As far as weeks go, last week was overwhelmingly stressful. This Monday I woke up feeling like a crackhead who hadn't slept. Being the extreme creature of habit I am, this means I buried my nose in writing my book all day, and ignored the totality of my responsibilities. It's just so much easier to bypass reality if I'm not actively thinking about it! By the time I checked off every excuse in the book it was 2AM, and I still had to do the dishes, pack my husbands lunch, take the dogs out, brush my teeth and straighten up the house. I also hadn't showered, juiced in 3 days, or done yoga for 5. Sigh. Where did all my progress go?
I finally drag my sorry self off the sofa to do the dishes, but I'm feeling so terrible at this point I couldn't even stand up. Like "had to sit on the floor so I didn't pass out" can't stand up. As I sat on the kitchen floor feeling like the walls of sickness were closing back in on me, panic kicked in. An overwhelming need to not go backwards in life consumed me. Whatever resolve my stress-induced lazy behavior excused away, I re-discovered. With a start I suddenly realized discipline, formerly the bane of my existence, had become my saving grace!

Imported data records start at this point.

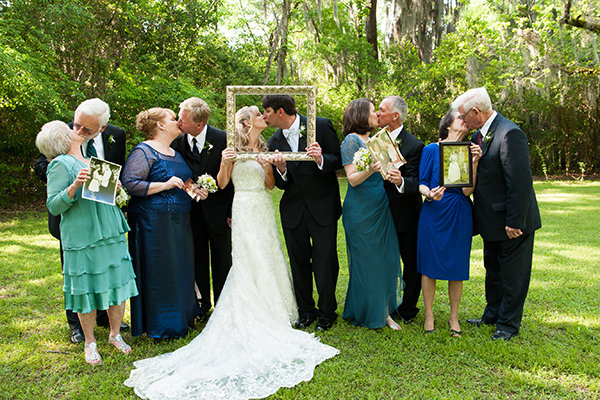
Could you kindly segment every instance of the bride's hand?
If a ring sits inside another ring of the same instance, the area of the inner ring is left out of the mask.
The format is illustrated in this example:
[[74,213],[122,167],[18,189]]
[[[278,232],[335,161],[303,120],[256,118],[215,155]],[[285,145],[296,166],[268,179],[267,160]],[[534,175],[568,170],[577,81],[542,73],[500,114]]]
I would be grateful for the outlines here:
[[235,160],[236,157],[237,153],[231,147],[226,147],[221,152],[221,159],[223,160],[223,163],[233,162],[233,160]]
[[269,159],[267,158],[267,156],[265,156],[264,154],[259,155],[256,158],[256,162],[263,167],[263,169],[267,169],[267,168],[271,168],[271,163],[269,162]]

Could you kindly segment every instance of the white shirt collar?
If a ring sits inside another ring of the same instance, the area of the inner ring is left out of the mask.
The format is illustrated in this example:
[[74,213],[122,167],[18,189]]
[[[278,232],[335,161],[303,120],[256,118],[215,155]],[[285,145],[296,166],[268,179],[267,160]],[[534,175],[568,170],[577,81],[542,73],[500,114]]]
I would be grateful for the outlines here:
[[[202,153],[202,149],[204,148],[204,144],[206,143],[206,130],[208,128],[208,125],[204,125],[204,129],[202,129],[202,132],[200,132],[198,134],[198,136],[195,136],[196,138],[196,146],[198,147],[198,152]],[[194,138],[194,136],[190,135],[189,133],[186,135],[187,136],[187,141],[188,144],[190,145],[190,149],[192,151],[194,151],[194,147],[192,144],[192,139]]]
[[296,119],[288,129],[282,129],[283,134],[287,138],[290,133],[297,133],[300,131],[300,116],[296,114]]
[[488,133],[488,130],[490,129],[490,125],[492,125],[492,122],[494,122],[494,118],[496,118],[496,115],[498,115],[497,111],[494,111],[492,113],[492,115],[490,115],[490,117],[488,118],[487,121],[485,121],[485,124],[483,124],[483,126],[481,127],[481,129],[479,129],[479,131],[481,132],[481,136],[485,137]]
[[[96,137],[94,137],[90,140],[94,140],[94,143],[92,144],[92,146],[94,146],[94,148],[96,149],[97,158],[99,158],[101,160],[105,160],[106,157],[104,154],[104,141],[102,140],[102,134],[103,134],[103,132],[100,132]],[[87,157],[89,157],[89,155],[87,154],[88,143],[89,143],[89,140],[86,140],[82,146],[83,149],[85,149],[84,153],[86,154]]]
[[392,138],[392,140],[396,140],[400,132],[402,132],[402,128],[404,128],[404,124],[400,125],[399,127],[390,132],[390,137]]

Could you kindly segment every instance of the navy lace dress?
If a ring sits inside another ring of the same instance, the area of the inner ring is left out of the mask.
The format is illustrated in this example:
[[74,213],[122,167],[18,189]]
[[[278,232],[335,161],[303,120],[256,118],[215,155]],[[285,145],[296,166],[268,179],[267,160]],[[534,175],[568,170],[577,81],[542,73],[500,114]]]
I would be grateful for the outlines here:
[[[354,153],[365,147],[357,135],[346,136],[342,164],[352,164]],[[381,328],[402,301],[403,282],[398,236],[379,172],[356,187],[348,185],[342,222],[350,274],[342,317],[352,325]]]
[[153,338],[185,336],[199,313],[194,290],[190,197],[179,188],[147,195],[152,182],[191,178],[181,155],[145,143],[129,154],[122,182],[128,205],[129,251],[140,293],[131,301],[131,333]]

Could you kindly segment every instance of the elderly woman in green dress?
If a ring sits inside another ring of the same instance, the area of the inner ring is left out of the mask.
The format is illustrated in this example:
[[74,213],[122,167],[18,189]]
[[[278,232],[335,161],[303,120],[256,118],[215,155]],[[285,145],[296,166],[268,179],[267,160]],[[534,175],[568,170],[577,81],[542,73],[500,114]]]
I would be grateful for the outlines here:
[[108,204],[81,198],[89,178],[88,159],[81,153],[84,138],[64,122],[45,124],[36,146],[49,160],[48,198],[53,215],[62,215],[65,308],[77,313],[85,335],[85,361],[99,365],[94,337],[96,310],[108,310],[108,342],[121,352],[131,347],[120,335],[125,301],[137,295],[135,274],[127,250],[129,226],[123,213]]

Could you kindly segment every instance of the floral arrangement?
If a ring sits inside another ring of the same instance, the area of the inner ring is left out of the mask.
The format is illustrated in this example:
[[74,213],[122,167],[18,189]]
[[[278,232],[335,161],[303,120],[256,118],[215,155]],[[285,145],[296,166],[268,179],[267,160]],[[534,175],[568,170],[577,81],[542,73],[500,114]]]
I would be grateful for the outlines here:
[[488,144],[492,141],[493,138],[494,135],[485,135],[485,138],[483,138],[483,143]]
[[354,153],[352,164],[356,166],[358,172],[369,169],[369,164],[371,164],[371,153],[369,153],[369,150],[362,148]]
[[121,186],[121,189],[119,189],[119,192],[117,193],[117,196],[115,197],[115,203],[119,207],[124,207],[127,205],[130,198],[131,198],[131,196],[129,196],[127,194],[127,192],[125,191],[125,189],[123,189],[123,186]]
[[298,129],[298,135],[299,136],[305,136],[306,135],[306,126],[305,125],[300,125],[300,128]]
[[204,174],[204,175],[201,175],[200,177],[198,177],[198,180],[196,181],[196,183],[202,189],[206,189],[208,191],[208,193],[214,193],[218,190],[217,180],[209,174]]
[[202,150],[206,150],[206,154],[210,154],[210,151],[213,149],[213,147],[214,146],[212,145],[212,143],[209,143],[207,140],[204,142],[204,147],[202,147]]
[[396,143],[398,144],[398,150],[402,147],[402,139],[396,138]]
[[115,142],[115,137],[113,135],[110,135],[108,137],[108,143],[113,144]]

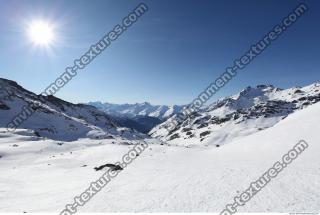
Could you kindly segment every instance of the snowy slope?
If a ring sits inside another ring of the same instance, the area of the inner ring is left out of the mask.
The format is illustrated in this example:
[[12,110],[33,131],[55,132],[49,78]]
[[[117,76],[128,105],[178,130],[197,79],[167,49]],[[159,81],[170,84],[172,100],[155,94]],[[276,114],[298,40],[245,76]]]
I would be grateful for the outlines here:
[[[0,87],[0,127],[6,127],[24,106],[40,101],[36,94],[16,82],[0,79]],[[37,136],[66,141],[117,135],[134,138],[139,135],[120,128],[107,114],[93,106],[72,104],[54,96],[48,96],[46,101],[19,128],[31,129]]]
[[[220,212],[300,139],[309,148],[240,212],[320,211],[320,103],[217,147],[152,144],[80,212]],[[23,132],[23,131],[21,131]],[[0,212],[60,212],[130,145],[83,139],[59,145],[0,132]],[[14,146],[16,144],[17,146]],[[213,144],[209,144],[213,145]]]
[[272,85],[247,87],[240,93],[214,102],[180,121],[171,132],[168,119],[149,134],[171,144],[225,144],[272,127],[289,114],[320,101],[320,83],[280,89]]

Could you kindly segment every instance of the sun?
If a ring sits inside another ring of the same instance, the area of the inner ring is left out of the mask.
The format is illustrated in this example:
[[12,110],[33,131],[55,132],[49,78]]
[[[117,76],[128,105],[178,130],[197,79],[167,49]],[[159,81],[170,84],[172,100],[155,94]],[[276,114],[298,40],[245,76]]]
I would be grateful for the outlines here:
[[55,38],[54,27],[44,20],[33,21],[29,24],[28,36],[35,45],[49,46]]

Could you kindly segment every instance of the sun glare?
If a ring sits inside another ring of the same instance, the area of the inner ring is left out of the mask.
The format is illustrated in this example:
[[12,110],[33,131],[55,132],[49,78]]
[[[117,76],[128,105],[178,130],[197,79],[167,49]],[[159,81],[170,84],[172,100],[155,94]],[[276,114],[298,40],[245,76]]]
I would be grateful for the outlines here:
[[54,41],[53,26],[45,21],[30,23],[28,35],[35,45],[48,46]]

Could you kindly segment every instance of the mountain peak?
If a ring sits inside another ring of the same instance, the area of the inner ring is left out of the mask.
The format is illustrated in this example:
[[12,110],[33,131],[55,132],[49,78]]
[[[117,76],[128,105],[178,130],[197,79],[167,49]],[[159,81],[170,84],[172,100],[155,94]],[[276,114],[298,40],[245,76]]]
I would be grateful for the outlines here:
[[[46,97],[45,104],[36,106],[33,104],[42,104],[39,97],[16,82],[1,78],[0,86],[5,89],[0,92],[0,127],[15,122],[17,128],[30,129],[36,136],[63,141],[123,137],[124,132],[130,138],[140,135],[120,128],[95,107],[73,104],[51,95]],[[17,115],[20,112],[26,117]]]
[[149,102],[142,102],[142,103],[136,103],[136,105],[140,106],[150,106],[151,104]]
[[115,116],[150,116],[160,120],[165,120],[172,115],[178,113],[182,109],[182,105],[152,105],[149,102],[135,104],[110,104],[89,102],[98,109]]
[[13,86],[13,87],[18,87],[19,86],[19,84],[17,82],[9,80],[9,79],[5,79],[5,78],[0,78],[0,84],[1,85]]
[[[320,85],[280,89],[273,85],[246,87],[222,98],[184,120],[173,116],[149,134],[172,144],[224,144],[236,137],[272,127],[298,109],[320,101]],[[166,126],[177,123],[168,131]]]

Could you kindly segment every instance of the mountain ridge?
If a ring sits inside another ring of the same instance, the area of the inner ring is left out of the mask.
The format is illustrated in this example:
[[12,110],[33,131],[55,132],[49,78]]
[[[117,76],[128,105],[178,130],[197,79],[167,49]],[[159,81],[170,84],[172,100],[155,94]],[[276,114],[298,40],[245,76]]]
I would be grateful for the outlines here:
[[[257,85],[219,99],[191,113],[185,120],[174,115],[153,128],[149,135],[177,145],[206,145],[212,142],[221,145],[272,127],[297,109],[319,101],[319,82],[288,89]],[[168,131],[166,124],[172,120],[177,125]]]
[[173,114],[178,113],[185,105],[152,105],[149,102],[134,103],[134,104],[114,104],[109,102],[88,102],[98,109],[111,115],[125,116],[150,116],[161,120],[167,119]]
[[[73,104],[54,96],[46,96],[42,103],[35,93],[17,82],[0,79],[0,126],[7,124],[30,106],[33,114],[19,128],[30,129],[35,136],[73,141],[79,138],[138,138],[140,133],[123,128],[106,113],[85,104]],[[32,106],[34,103],[40,106]]]
[[85,104],[105,112],[119,125],[145,134],[184,107],[183,105],[152,105],[149,102],[134,104],[88,102]]

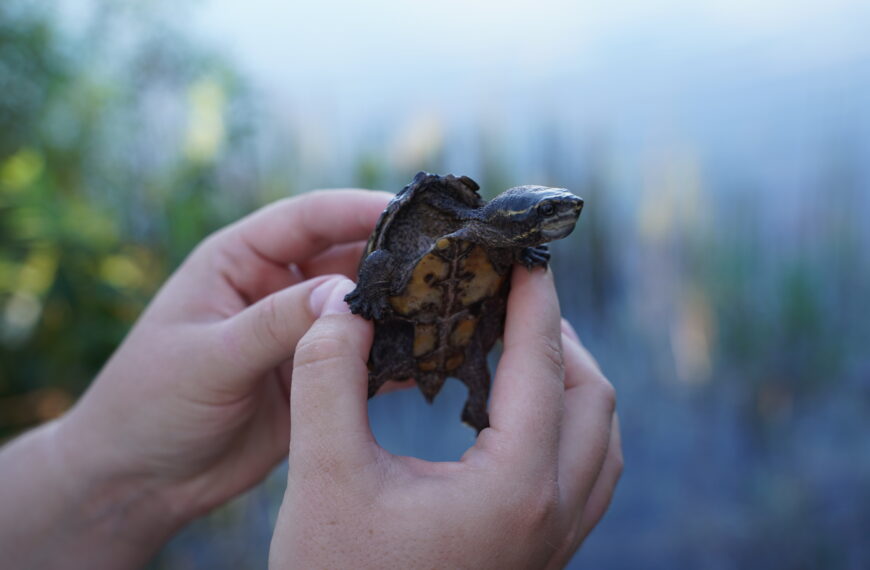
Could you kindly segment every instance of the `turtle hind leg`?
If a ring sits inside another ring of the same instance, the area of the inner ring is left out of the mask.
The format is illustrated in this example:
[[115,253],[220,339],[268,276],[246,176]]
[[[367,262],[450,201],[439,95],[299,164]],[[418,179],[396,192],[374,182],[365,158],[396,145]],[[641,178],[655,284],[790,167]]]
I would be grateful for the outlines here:
[[480,366],[463,370],[459,379],[468,387],[468,400],[462,409],[462,421],[480,433],[489,427],[486,404],[489,401],[490,380],[486,361]]
[[462,421],[477,430],[478,434],[488,428],[489,413],[486,411],[486,404],[480,406],[473,405],[471,401],[466,402],[462,410]]

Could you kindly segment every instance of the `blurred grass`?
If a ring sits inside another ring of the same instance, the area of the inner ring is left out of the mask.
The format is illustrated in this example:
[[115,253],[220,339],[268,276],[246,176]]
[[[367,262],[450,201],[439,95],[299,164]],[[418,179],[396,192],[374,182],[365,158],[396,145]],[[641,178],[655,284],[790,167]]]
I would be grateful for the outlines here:
[[[307,160],[301,135],[264,151],[256,97],[171,9],[95,7],[71,34],[50,4],[0,5],[0,438],[63,413],[199,240],[307,188],[306,173],[397,190],[417,170],[453,170],[427,117],[340,168]],[[579,560],[870,563],[862,141],[832,145],[803,193],[735,182],[691,152],[656,155],[626,190],[605,139],[578,146],[544,123],[526,170],[497,126],[473,125],[467,174],[489,196],[534,174],[586,199],[553,265],[563,311],[620,391],[628,470]],[[454,411],[373,422],[394,451],[420,452]],[[438,454],[467,444],[458,434]],[[186,530],[161,564],[262,561],[276,481]]]

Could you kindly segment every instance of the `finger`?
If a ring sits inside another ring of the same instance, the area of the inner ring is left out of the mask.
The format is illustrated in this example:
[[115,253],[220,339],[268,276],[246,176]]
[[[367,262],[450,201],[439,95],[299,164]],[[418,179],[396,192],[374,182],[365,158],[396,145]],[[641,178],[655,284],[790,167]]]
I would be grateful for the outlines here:
[[[229,318],[303,280],[292,266],[275,265],[219,233],[185,259],[152,305],[159,307],[161,318],[176,322],[213,314]],[[209,284],[208,295],[203,295],[203,283]]]
[[494,433],[486,436],[504,439],[499,447],[512,462],[555,469],[563,378],[559,301],[552,273],[517,267],[508,299],[504,353],[493,384]]
[[251,252],[243,242],[227,242],[217,250],[211,268],[218,271],[246,305],[304,280],[291,266],[276,265]]
[[365,247],[365,241],[334,245],[308,261],[300,263],[299,269],[306,277],[339,274],[356,281]]
[[[293,356],[296,344],[314,323],[309,300],[320,286],[344,281],[337,276],[303,281],[269,295],[221,321],[217,378],[236,393]],[[332,285],[331,285],[332,284]]]
[[334,244],[368,238],[387,202],[387,192],[321,190],[275,202],[222,232],[257,256],[286,267]]
[[607,508],[610,506],[610,501],[613,498],[613,492],[616,489],[616,484],[622,475],[622,466],[622,438],[619,433],[619,418],[614,414],[613,425],[610,428],[610,445],[607,448],[607,458],[604,460],[598,480],[595,481],[595,485],[592,487],[589,500],[586,501],[586,506],[583,508],[577,546],[586,539],[604,516],[604,513],[607,512]]
[[280,200],[209,237],[188,263],[196,274],[217,272],[247,304],[255,303],[298,283],[295,264],[332,245],[366,239],[391,197],[323,190]]
[[592,357],[569,335],[565,358],[565,416],[559,444],[559,486],[569,511],[589,499],[607,457],[616,406],[613,386]]
[[573,325],[568,321],[568,319],[562,319],[562,334],[568,335],[568,338],[574,341],[574,343],[580,347],[580,356],[583,360],[592,368],[601,372],[601,366],[598,364],[598,361],[595,360],[595,357],[592,356],[586,347],[583,345],[583,342],[580,340],[580,337],[577,336],[577,331],[574,330]]
[[366,404],[372,325],[350,314],[344,296],[353,287],[347,279],[333,287],[296,348],[290,448],[303,464],[353,469],[376,448]]

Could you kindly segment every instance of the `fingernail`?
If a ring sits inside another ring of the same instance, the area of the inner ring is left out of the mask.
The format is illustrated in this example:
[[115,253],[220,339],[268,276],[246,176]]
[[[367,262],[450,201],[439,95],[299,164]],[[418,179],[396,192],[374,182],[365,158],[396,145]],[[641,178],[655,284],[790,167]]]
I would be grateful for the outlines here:
[[353,288],[353,281],[346,277],[334,277],[324,281],[311,292],[311,312],[319,317],[349,313],[350,307],[344,302],[344,297]]

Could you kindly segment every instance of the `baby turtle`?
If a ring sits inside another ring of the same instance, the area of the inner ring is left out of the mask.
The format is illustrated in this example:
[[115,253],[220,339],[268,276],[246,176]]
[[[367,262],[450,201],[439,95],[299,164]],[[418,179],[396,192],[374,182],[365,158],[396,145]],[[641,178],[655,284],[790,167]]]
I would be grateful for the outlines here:
[[448,376],[468,387],[462,420],[489,425],[486,355],[504,330],[514,263],[546,267],[546,242],[574,229],[583,200],[519,186],[489,203],[467,176],[420,172],[381,214],[350,310],[375,322],[369,398],[414,379],[430,403]]

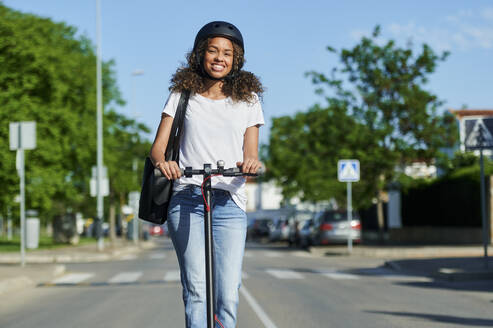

After downing a bunch of vitamins and immune-boosters, and sleeping for 9 solid hours, I woke up this morning with the fire of panic hot under my bottom. It wasn't until I walked the dogs, did yoga and juiced that I took a breath, and realized I felt much better today. Phew! Crisis diverted. But it didn't take long for me to realize how little room for error my new-found health brings along with it. Just a few hits of stress, coupled with a lapse in either my desire or ability to adhere to the stringent regiment, and I'm down for the count. Logically, it seems horribly unrealistic and like I am destined for failure. After all, I'm hardly the girl known for her strict adherence to anything. Then I recalled the point in time when I was so fatigued I had to lay down for an hour between taking a shower and putting lotion on my body. Leaving the house was a pipe dream. Let alone cooking, cleaning, walking my dog, or standing in the kitchen for two hours to juice copious amounts of vegetables into a rather small amount of juice. Somehow I got from there to...the girl who went to Las Vegas for a family reunion last month. The reminder was all I needed to keep going.